One of Jesus’s most recognizable teachings is about loving your enemies and “praying for those who persecute you.”
While this is a wonderful sentiment, it is difficult to put into practice, and I daresay most Christians - myself included - rarely engage in loving their enemies and praying for people who mistreat them.
I am reading a Christian spirituality book right now called Blue Like Jazz, by Donald Miller.
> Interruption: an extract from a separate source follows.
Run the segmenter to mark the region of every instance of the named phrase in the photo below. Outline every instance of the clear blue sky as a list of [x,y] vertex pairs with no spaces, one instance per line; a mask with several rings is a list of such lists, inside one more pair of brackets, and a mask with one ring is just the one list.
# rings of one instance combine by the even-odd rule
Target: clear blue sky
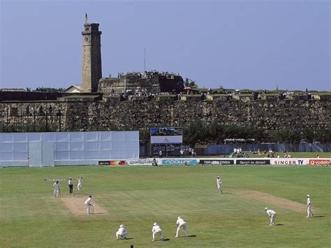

Like most Oregonians, he is rather unique, and he seems to have an unusual combination of liberal, progressive ideas about the Christian lifestyle, backdropped against what seems to be a basically evangelical concept of God, Satan, and the ultimate forces of good and evil.
In a chapter I read last night, he was discussing how he went from being a Christian who basically couldn’t stand church - because of its hypocrisy and tendency toward self-righteous conservative politics - to someone who absolutely loved church because his church had gotten rid of the politics and the self-righteousness, and instead focused purely on community, love, and helping people - not for the purpose of evangelism, but simply for the purpose of helping to end poverty, hate, crime, loneliness, etc, and spread love and acceptance. From his description, it truly sounded like a church attempting to emulate the teachings and lifestyles of Jesus of Nazareth, difficult as that may be in our post-modern, self-absorbed culture.
Anyway, the chapter got me to thinking about compassion, charity, love for all people, even my enemies, etc - which is something I have been convicted about for quite some time now.
This morning in the shower, for whatever reason, I was dwelling on my job at Tempur-Pedic, which ended a year and a half ago, and how miserable I had been there, and all the people (two, specifically) who had mistreated me. I started to feel angry and upset, and then I suddenly began thinking about the “love your enemies and pray for those who persecute you” teaching.
I decided to pray for those two individuals that I was thinking about.
Not a prayer to ask God to forgive them for treating me bad, or to ask God to help them to realize what jerks they are, but rather for their well-being, their happiness, their personal and spiritual peace, their families, etc.
It wasn’t easy. In some ways, it didn’t even feel genuine.
But what was genuine was my desire to follow this difficult teaching from Jesus.
And I discovered, sort of to my astonishment, as I prayed, and particularly when I was finished, that I felt better. In some ways it was very freeing. In the past I’ve attempted to consciously “forgive” those people for what they did, but it never really helped me to get past those experiences. Praying for them like this, on the other hand, felt very freeing. I found myself thinking that I would continue to pray for them in the future.
I don’t want to misrepresent it and say that I’m now completely free of the hard feelings, but I can see how this practice of praying for my enemies may help me to eventually move toward that.
This is the kind of life I want to lead. This is the kind of Jesus that I want to follow. It’s not about an Eternal Life Insurance Policy. It’s about enriching my life, and the lives of those around me, now, in the present. It’s about touching that otherness, that transcendence, that ground of being that I conceive of as God. This, I believe, is the ultimate path of spiritual happiness and peace.